Despite their low complication rates, the main setback of performing percutaneous ablation therapy for caudate HCC is the high rates of tumour recurrence compared with HCCs in other segments [37-40]. A higher local tumour progression rate after RFA for caudate HCC is presumably associated with the difficulty of positioning the needle electrode owing to the narrow percutaneous puncture and the surrounding major vessels [14,36,37]. The cooling effect from the major vessels adjacent to the caudate lobe, known as the heat sink effect, has the potential to weaken the coagulation produced by RFA and result in tumour recurrence [36,37]. The OS rates for patients who underwent percutaneous ablation therapies for caudate HCC at three and five years were reported to be 31.3–74% and 11.2–21.9%, respectively [14,15,39,41-43], which are worse than those reported in patients whose lesions are in other hepatic segments [44]. Effective TACE for caudate HCC is also technically challenging owing to the presence of multiple feeding arteries, and the tumour recurrence rate is high [15,16,45]. Previous studies found a high LC rate (>80%) following PBT for HCC performed in patients since 1980 [21]. In the current study, we confirmed that the caudate HCC LC rate at five years remained high (85.9%), indicating that PBT ought to be considered for the treatment of caudate HCC.

This study had several limitations.

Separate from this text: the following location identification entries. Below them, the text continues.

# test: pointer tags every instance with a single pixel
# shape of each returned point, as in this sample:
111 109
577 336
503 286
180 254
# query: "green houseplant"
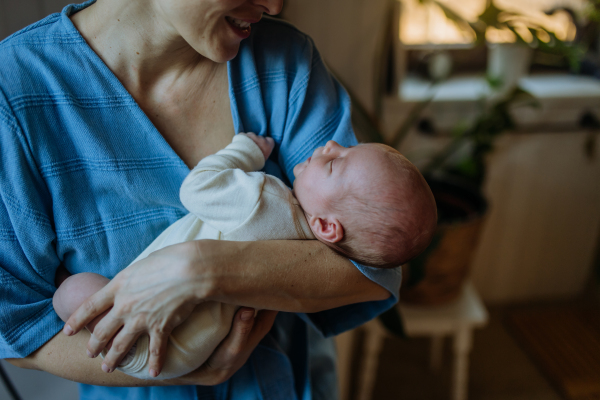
460 166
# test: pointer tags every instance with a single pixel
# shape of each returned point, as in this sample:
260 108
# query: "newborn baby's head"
367 202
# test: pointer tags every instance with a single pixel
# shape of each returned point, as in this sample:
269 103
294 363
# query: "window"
425 23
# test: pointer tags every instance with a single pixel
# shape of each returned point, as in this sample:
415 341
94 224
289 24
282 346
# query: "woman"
103 111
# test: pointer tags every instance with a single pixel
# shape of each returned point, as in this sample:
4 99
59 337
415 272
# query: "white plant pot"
508 62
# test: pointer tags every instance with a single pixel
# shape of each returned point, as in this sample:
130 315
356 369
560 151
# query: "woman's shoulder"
276 45
34 55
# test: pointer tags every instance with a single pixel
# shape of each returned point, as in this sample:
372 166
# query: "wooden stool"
458 319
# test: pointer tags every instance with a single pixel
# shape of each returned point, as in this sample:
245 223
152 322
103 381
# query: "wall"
17 14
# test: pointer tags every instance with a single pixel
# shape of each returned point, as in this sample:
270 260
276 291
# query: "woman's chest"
195 120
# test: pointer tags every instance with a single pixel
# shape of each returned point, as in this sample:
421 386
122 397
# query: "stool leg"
437 345
374 336
462 347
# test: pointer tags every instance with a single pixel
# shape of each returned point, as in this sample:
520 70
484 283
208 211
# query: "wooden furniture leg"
462 347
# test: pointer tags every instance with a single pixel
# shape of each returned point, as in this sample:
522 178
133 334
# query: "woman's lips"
241 27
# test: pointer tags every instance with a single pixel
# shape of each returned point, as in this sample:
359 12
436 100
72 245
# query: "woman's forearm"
285 275
65 357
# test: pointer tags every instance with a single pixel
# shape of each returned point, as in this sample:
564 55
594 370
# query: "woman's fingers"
119 348
262 325
235 342
103 332
91 308
158 350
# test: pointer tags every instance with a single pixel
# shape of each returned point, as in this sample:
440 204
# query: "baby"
367 202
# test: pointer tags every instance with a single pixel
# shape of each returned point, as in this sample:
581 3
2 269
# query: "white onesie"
227 200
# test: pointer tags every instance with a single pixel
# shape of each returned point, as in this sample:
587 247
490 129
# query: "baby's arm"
73 291
222 190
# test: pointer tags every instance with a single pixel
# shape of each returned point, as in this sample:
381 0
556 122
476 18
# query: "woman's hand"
152 297
233 352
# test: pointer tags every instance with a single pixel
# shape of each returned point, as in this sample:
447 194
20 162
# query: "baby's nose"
331 145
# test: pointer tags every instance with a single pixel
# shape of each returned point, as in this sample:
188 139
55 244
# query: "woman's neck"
137 45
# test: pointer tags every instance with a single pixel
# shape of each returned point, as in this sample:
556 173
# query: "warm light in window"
426 23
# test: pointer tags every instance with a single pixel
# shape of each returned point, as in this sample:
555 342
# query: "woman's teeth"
239 23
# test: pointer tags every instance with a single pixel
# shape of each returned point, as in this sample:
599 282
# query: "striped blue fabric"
88 182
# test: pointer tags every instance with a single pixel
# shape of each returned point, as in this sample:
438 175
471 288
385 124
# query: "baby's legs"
190 344
73 291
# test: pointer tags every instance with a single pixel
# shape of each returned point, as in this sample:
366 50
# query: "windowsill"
473 88
563 100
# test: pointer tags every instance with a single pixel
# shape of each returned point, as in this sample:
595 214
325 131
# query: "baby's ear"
327 229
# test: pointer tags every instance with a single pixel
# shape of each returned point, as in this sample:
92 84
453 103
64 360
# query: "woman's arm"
296 276
63 356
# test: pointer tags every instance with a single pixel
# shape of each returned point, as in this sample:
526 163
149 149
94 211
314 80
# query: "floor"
499 370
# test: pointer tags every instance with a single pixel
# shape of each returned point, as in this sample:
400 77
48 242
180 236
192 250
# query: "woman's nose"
271 7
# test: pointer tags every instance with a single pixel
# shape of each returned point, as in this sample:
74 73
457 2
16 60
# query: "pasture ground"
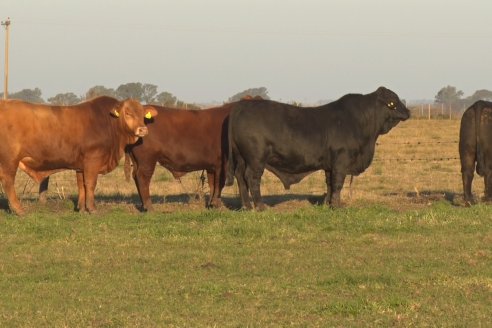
403 251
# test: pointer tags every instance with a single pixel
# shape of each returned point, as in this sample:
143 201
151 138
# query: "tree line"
453 98
147 93
144 92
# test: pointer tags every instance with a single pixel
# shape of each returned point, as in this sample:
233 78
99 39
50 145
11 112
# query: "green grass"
359 266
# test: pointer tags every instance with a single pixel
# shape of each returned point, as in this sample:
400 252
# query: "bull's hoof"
148 208
261 207
18 211
42 199
217 203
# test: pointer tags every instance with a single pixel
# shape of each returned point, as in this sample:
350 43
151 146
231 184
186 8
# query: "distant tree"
29 95
479 95
165 99
64 99
133 90
262 92
449 96
100 90
149 92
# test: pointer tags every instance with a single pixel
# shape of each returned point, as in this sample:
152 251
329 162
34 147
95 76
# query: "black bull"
292 142
475 148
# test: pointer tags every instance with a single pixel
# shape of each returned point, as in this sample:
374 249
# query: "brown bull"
89 138
183 141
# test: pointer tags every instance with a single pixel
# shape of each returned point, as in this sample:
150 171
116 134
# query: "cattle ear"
150 112
384 95
115 112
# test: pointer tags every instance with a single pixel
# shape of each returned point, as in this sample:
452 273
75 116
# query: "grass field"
403 251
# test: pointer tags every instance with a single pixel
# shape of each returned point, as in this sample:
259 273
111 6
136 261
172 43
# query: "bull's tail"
479 155
128 166
231 163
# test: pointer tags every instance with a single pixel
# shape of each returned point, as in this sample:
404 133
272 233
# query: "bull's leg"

First, it included a mix of patients with naive and recurrent HCC, and most (63.3%) had undergone several rounds of previous treatments. Second, this was a retrospective study conducted at a single institution. Third, the number of patients was relatively small owing to the rarity of the studied condition. As such, selection bias may have occurred. However, given that caudate HCC is rare, data from retrospective studies with small sample sizes can be used to establish treatment data. Although our research indicated that PBT might be a promising option for the definitive treatment of caudate HCC, further studies with a larger number of patients from multiple institutions are required.

Our results indicate that PBT is effective and tolerable for patients with caudate HCC. Child-Pugh A, the presence of a single tumour and low serum AFP levels are favourable prognostic factors. Therefore, PBT may be a promising treatment option for patients with caudate HCC.